Proses penetapan suatu objek menjadi cagar budaya dimulai dari penerimaan laporan eksistensi ODCB oleh masyarakat, komunitas, atau pemerintah kabupaten/kota. Laporan akan ditindaklanjuti oleh Tim Ahli Cagar Budaya (TACB) dengan melakukan pengecekan secara langsung ke lapangan. Jika sesuai, maka TACB akan membuatkan rekomendasi agar Bupati/Wali Kota mengeluarkan surat keputusan penetapan cagar budaya. Beberapa kriteria yang dibutuhkan mencakup usia objek telah lebih dari 50 tahun serta mengandung nilai-nilai historis, religius, kultural, dan sebagainya.
“Jika ada laporan masuk, pelapor akan diminta mengisi formulir yang telah disediakan. Setelah formulir ini dikembalikan dan teregistrasi, objek tersebut resmi berstatur Objek Diduga Cagar Budaya (ODCB). Selanjutnya, formulir dan data ODCB tersebut diteruskan kepada Tim Ahli Cagar Budaya (TACB),” jelas H. Azizuddin, S.Pd., M.Kes. selaku Pamong Budaya Dinas Pendidikan dan Kebudayaan NTB.
Apabila sudah ditetapkan pada level kabupaten/kota, cagar budaya juga bisa diajukan lagi oleh TACB agar ditetapkan oleh pemerintah provinsi melalui berbagai pertimbangan.

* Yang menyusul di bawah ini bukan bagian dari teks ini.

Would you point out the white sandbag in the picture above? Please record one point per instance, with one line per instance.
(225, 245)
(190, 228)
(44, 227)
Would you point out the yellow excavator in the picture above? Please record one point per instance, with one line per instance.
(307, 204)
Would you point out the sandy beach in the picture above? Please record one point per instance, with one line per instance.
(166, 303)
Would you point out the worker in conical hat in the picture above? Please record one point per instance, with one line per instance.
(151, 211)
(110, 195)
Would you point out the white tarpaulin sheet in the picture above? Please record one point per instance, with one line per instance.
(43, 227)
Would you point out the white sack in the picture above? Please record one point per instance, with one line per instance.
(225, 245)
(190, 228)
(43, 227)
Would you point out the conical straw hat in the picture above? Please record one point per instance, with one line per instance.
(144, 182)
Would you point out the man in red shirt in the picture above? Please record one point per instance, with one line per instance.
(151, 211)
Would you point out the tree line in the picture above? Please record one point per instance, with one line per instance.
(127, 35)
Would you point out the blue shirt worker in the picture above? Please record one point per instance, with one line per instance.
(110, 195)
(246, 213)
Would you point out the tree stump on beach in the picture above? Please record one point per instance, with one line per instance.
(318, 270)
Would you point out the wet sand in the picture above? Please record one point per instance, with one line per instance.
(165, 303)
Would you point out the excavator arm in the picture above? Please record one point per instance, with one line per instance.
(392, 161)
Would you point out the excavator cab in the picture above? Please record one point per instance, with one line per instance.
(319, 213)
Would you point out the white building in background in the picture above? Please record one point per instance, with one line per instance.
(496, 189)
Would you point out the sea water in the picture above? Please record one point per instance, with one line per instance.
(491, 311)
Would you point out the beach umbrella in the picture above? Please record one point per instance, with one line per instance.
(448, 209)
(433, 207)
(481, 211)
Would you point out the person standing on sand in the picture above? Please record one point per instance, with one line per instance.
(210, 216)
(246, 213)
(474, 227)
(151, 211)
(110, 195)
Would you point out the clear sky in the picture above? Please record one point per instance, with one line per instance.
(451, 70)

Begitu juga prosesnya jika ingin mengajukan suatu objek menjadi cagar budaya penetapan nasional. Peresmian di berbagai level ini akan membantu proses pemeliharaan hingga pengembangan objek melalui alokasi anggaran yang lebih banyak serta pemusatan sumber daya yang lebih intens. Meski begitu, Azizuddin mengakui bahwa sejauh ini tidak ada perbedaan yang signifikan setelah cagar budaya ditetapkan secara nasional ataupun hanya di tingkat kabupaten/kota saja.
Azizuddin selaku Koordinator Bidang Kebudayaan dan Tim Blususkan melakukan sesi foto bersama setelah sesi wawancara di Dinas Pendidikan dan Kebudayaan NTB (13/06)

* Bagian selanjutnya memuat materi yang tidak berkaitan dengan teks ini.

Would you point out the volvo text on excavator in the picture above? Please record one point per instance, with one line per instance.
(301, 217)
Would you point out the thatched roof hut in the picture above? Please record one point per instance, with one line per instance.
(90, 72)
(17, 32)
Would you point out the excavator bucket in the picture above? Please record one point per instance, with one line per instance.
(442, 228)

Peran TACB dalam penetapan cagar budaya cukup krusial, namun kehadirannya belum lengkap di seluruh kabupaten/kota Provinsi NTB. Sejauh ini, TACB baru ada di Lombok Barat, Lombok Timur, Sumbawa, dan Lombok Utara. Kurangnya sumber daya manusia yang mumpuni menjadi salah satu alasan utama. TACB yang sudah ada pun masih mengalami masalah kekurangan anggota. Sebagai contoh, TACB di Lombok Utara baru terdiri dari satu anggota saja. Sementara itu, di provinsi, verifikator yang telah mengikuti uji kompetensi baru satu orang.

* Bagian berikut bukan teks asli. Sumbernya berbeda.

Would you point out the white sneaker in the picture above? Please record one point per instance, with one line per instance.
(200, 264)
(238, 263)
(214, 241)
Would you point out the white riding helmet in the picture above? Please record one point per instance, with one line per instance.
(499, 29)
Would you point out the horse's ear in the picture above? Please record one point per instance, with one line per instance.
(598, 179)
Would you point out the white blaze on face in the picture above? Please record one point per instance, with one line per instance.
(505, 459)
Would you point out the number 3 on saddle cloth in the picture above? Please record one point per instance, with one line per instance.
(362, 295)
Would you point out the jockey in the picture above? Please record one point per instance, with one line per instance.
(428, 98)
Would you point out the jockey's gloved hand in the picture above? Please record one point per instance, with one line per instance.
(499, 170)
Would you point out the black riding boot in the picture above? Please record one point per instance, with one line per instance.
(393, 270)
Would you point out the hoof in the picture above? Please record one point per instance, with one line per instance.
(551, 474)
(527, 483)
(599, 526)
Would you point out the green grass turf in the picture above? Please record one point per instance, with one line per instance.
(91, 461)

Selain berperan dalam penetapan cagar budaya, Dinas Pendidikan dan Kebudayaan NTB juga bekerja sama dengan instansi lain untuk menjamin pelestarian budaya terlaksana dalam berbagai aspek. Instansi ini bertanggung jawab dalam upaya pengarusutamaan kebudayaan pada satuan pendidikan formal maupun non-formal. Kerja sama dengan Kementerian Hukum dan HAM juga dilakukan untuk memastikan aspek legalitas warisan budaya yang terdaftar dan dilindungi secara hukum. Beberapa instansi juga terbentuk di bawah naungan Dinas Pendidikan dan Kebudayaan NTB, salah satunya adalah museum.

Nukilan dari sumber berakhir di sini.